De-duplication detects and merges duplicate customer or entity records to create a single source of truth for screening, monitoring, and reporting. Duplicates arise from typos, transliteration, channel silos, migrations, and intentional multi-accounting. Effective programs combine deterministic keys (SSN, EIN, document numbers), probabilistic matching (name, DOB, address, phone), and device or behavior signals, all normalized and scored.
Governance defines merge rules, survivorship preferences, and reversible audit trails. Avoid over-merging by requiring evidence thresholds and manual review for gray zones; under-linking inflates false positives and hides risk. Cleaner master records improve sanctions and PEP accuracy, reduce duplicate cases, and power graph analytics for ring detection. Quality dashboards (duplicate rate, merge accuracy, re-openings) drive continuous tuning and retraining.

FAQ

Why is de-duplication so important?

Duplicates inflate alerts, fragment history, and mask coordinated abuse. Consolidation improves screening precision, investigation speed, and reporting accuracy.

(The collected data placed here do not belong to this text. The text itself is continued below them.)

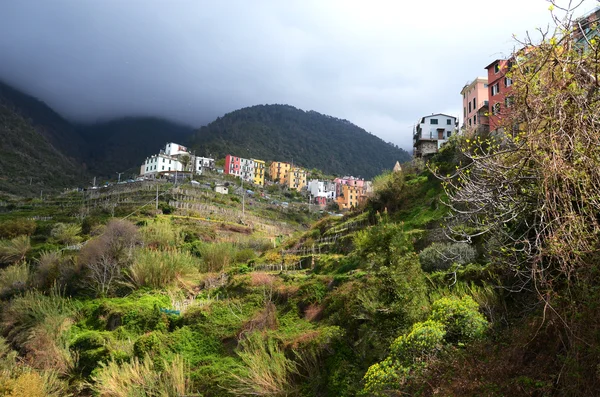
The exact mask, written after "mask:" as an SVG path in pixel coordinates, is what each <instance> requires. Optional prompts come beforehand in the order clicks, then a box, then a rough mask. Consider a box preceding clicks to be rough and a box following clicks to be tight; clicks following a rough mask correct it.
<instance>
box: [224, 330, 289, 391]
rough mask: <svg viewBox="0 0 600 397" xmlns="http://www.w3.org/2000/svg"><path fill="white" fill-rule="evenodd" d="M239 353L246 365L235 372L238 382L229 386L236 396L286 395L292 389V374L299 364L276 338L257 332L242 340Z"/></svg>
mask: <svg viewBox="0 0 600 397" xmlns="http://www.w3.org/2000/svg"><path fill="white" fill-rule="evenodd" d="M241 346H242V349H241V351H240V352H238V355H239V357H240V359H241V360H242V362H243V363H244V366H243V367H242V368H241V369H240V373H239V374H232V376H233V378H234V379H235V382H234V383H233V384H231V385H227V386H225V387H227V389H228V390H229V392H230V393H232V394H234V395H251V396H284V395H288V394H289V393H290V392H291V390H292V381H291V377H292V375H293V374H296V373H297V372H298V368H297V364H296V363H295V362H294V361H292V360H290V359H289V358H287V357H286V356H285V354H284V352H283V351H282V350H281V348H280V347H279V344H278V343H277V341H275V340H274V339H273V338H265V337H264V336H263V334H261V333H259V332H255V333H253V334H250V335H248V337H247V339H245V340H243V341H242V342H241Z"/></svg>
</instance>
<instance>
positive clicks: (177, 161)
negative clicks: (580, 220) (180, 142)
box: [140, 142, 215, 177]
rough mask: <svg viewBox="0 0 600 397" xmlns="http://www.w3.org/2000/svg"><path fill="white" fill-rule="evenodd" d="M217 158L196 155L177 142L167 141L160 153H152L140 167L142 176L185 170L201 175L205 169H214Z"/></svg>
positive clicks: (197, 174)
mask: <svg viewBox="0 0 600 397" xmlns="http://www.w3.org/2000/svg"><path fill="white" fill-rule="evenodd" d="M214 166H215V160H214V159H213V158H210V157H196V156H194V155H193V154H191V153H190V152H189V150H188V149H187V148H186V147H185V146H182V145H179V144H177V143H173V142H170V143H167V144H166V145H165V148H164V149H160V151H159V153H158V154H155V155H152V156H150V157H148V158H146V160H144V163H143V164H142V165H141V167H140V176H146V177H155V176H157V175H171V174H173V173H175V172H185V173H192V174H197V175H201V174H202V172H203V171H204V170H205V169H214Z"/></svg>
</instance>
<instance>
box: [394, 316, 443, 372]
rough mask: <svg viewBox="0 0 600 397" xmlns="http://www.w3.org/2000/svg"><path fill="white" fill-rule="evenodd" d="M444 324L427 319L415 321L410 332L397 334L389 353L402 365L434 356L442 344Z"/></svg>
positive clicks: (408, 364)
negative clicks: (399, 334) (415, 321)
mask: <svg viewBox="0 0 600 397" xmlns="http://www.w3.org/2000/svg"><path fill="white" fill-rule="evenodd" d="M445 335H446V329H445V326H444V324H442V323H440V322H437V321H434V320H427V321H425V322H422V323H421V322H419V323H415V324H414V325H413V326H412V329H411V330H410V332H409V333H408V334H406V335H401V336H399V337H398V338H397V339H396V340H395V341H394V342H393V343H392V345H391V346H390V355H391V357H392V358H393V359H394V360H397V361H398V362H400V363H402V364H403V365H404V366H411V365H413V364H414V363H415V362H419V361H423V360H425V361H426V360H427V359H429V358H431V357H433V356H435V355H436V354H437V353H438V352H439V351H440V350H441V349H442V347H443V345H444V336H445Z"/></svg>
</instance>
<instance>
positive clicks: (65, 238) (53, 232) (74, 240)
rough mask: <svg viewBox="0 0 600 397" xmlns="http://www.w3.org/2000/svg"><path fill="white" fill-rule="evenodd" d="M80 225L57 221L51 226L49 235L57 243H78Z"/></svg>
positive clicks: (76, 243)
mask: <svg viewBox="0 0 600 397" xmlns="http://www.w3.org/2000/svg"><path fill="white" fill-rule="evenodd" d="M80 234H81V226H80V225H77V224H74V223H60V222H59V223H57V224H56V225H54V227H53V228H52V231H51V232H50V235H51V236H52V239H53V240H54V241H56V242H58V243H59V244H64V245H72V244H77V243H79V242H80V241H81V240H82V238H81V236H79V235H80Z"/></svg>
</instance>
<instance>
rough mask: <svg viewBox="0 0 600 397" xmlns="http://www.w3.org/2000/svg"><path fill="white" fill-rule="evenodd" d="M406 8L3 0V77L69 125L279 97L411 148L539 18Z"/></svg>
mask: <svg viewBox="0 0 600 397" xmlns="http://www.w3.org/2000/svg"><path fill="white" fill-rule="evenodd" d="M404 3H407V2H404ZM404 3H400V2H392V1H390V2H383V1H381V2H356V3H353V2H349V1H341V0H340V1H335V0H332V1H316V0H315V1H308V0H306V1H304V0H303V1H289V2H288V1H284V2H281V1H242V0H240V1H210V2H209V1H203V0H198V1H184V0H176V1H158V0H152V1H150V0H145V1H142V0H137V1H136V0H130V1H123V0H119V1H116V0H104V1H92V0H79V1H77V0H71V1H59V0H56V1H50V0H48V1H42V0H39V1H29V0H25V1H23V0H20V1H4V2H2V3H0V79H2V80H4V81H6V82H8V83H9V84H13V85H15V86H17V87H18V88H20V89H23V90H25V91H27V92H28V93H31V94H33V95H35V96H37V97H39V98H41V99H42V100H44V101H46V102H47V103H48V104H50V105H51V106H52V107H53V108H55V109H56V110H57V111H58V112H60V113H61V114H63V115H65V116H66V117H68V118H71V119H73V120H76V121H92V120H96V119H101V118H109V117H116V116H123V115H157V116H162V117H167V118H171V119H174V120H177V121H180V122H184V123H187V124H190V125H193V126H199V125H202V124H205V123H207V122H209V121H211V120H213V119H214V118H216V117H217V116H220V115H222V114H223V113H226V112H229V111H232V110H235V109H237V108H240V107H244V106H251V105H254V104H259V103H288V104H291V105H294V106H297V107H300V108H303V109H314V110H317V111H319V112H322V113H326V114H331V115H333V116H337V117H341V118H346V119H348V120H351V121H353V122H354V123H356V124H358V125H360V126H361V127H363V128H365V129H367V130H368V131H371V132H373V133H374V134H376V135H378V136H380V137H382V138H383V139H385V140H386V141H392V142H394V143H397V144H399V145H401V146H403V147H405V148H408V147H410V145H411V138H410V132H411V127H410V125H411V124H412V123H413V122H414V121H415V120H416V119H417V118H418V117H420V116H422V115H424V114H429V113H432V112H447V113H452V114H456V115H458V114H459V112H460V107H461V100H460V96H459V94H458V93H459V92H460V90H461V88H462V86H463V84H464V83H465V82H467V81H468V80H472V79H473V78H475V77H476V76H477V75H482V74H483V73H484V71H483V69H482V68H483V66H485V65H486V64H487V63H489V62H490V61H491V60H493V59H494V58H495V57H496V56H500V55H501V53H502V51H504V52H508V51H510V50H511V49H512V43H511V39H510V37H511V34H512V33H522V32H523V31H524V30H525V29H530V28H533V27H535V26H536V24H540V22H542V21H545V20H547V19H548V18H547V12H546V11H545V10H546V8H547V5H546V3H545V2H543V1H541V0H535V1H531V2H529V1H528V2H526V4H525V3H524V2H523V1H517V0H506V1H505V2H504V3H503V7H502V9H501V10H498V13H499V14H498V16H497V20H498V21H502V23H495V22H494V21H492V20H490V19H489V18H487V17H486V15H488V13H489V10H486V9H485V3H481V2H479V1H471V0H469V1H463V2H459V4H460V5H458V4H457V2H448V1H443V2H442V1H425V2H418V3H417V2H414V3H413V2H411V3H408V4H404ZM517 6H518V7H519V10H520V12H519V13H515V12H514V8H512V7H517Z"/></svg>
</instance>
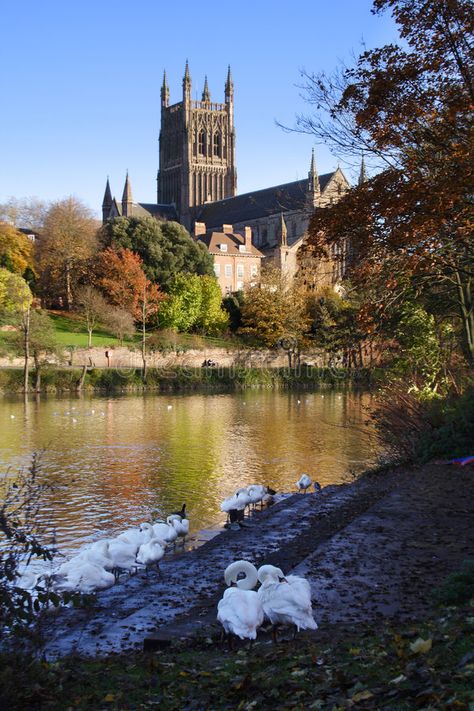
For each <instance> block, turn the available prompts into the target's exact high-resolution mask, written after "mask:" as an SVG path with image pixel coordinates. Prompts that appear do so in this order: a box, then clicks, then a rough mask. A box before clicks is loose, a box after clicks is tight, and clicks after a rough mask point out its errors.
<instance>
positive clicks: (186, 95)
mask: <svg viewBox="0 0 474 711" xmlns="http://www.w3.org/2000/svg"><path fill="white" fill-rule="evenodd" d="M183 96H184V97H185V98H186V99H190V98H191V74H190V73H189V63H188V60H186V66H185V68H184V77H183Z"/></svg>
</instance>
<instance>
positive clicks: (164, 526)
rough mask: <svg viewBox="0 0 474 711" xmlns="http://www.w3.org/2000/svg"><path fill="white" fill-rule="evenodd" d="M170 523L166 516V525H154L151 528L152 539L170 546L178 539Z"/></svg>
mask: <svg viewBox="0 0 474 711" xmlns="http://www.w3.org/2000/svg"><path fill="white" fill-rule="evenodd" d="M171 521H172V519H171V518H170V516H168V518H167V519H166V523H161V522H159V523H154V524H153V526H152V528H153V535H154V537H155V538H159V539H160V540H162V541H163V542H164V543H165V545H166V544H168V545H171V544H172V543H174V542H175V540H176V539H177V538H178V532H177V530H176V529H175V527H174V526H173V525H172V523H171Z"/></svg>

How do we merge safely without losing information?

Use weighted scores with reason codes and manual review for borderlines. Preserve lineage so merges can be reversed; record survivorship rules for each retained field.

Which signals work best for linking?

Strong IDs, document numbers, device and payment linkages, and stable addresses. Phonetic and locale rules reduce spelling and transliteration noise.

How often should we run de-duplication?

Continuously for new records, with periodic batch sweeps after migrations or acquisitions; monitor KPIs to tune thresholds.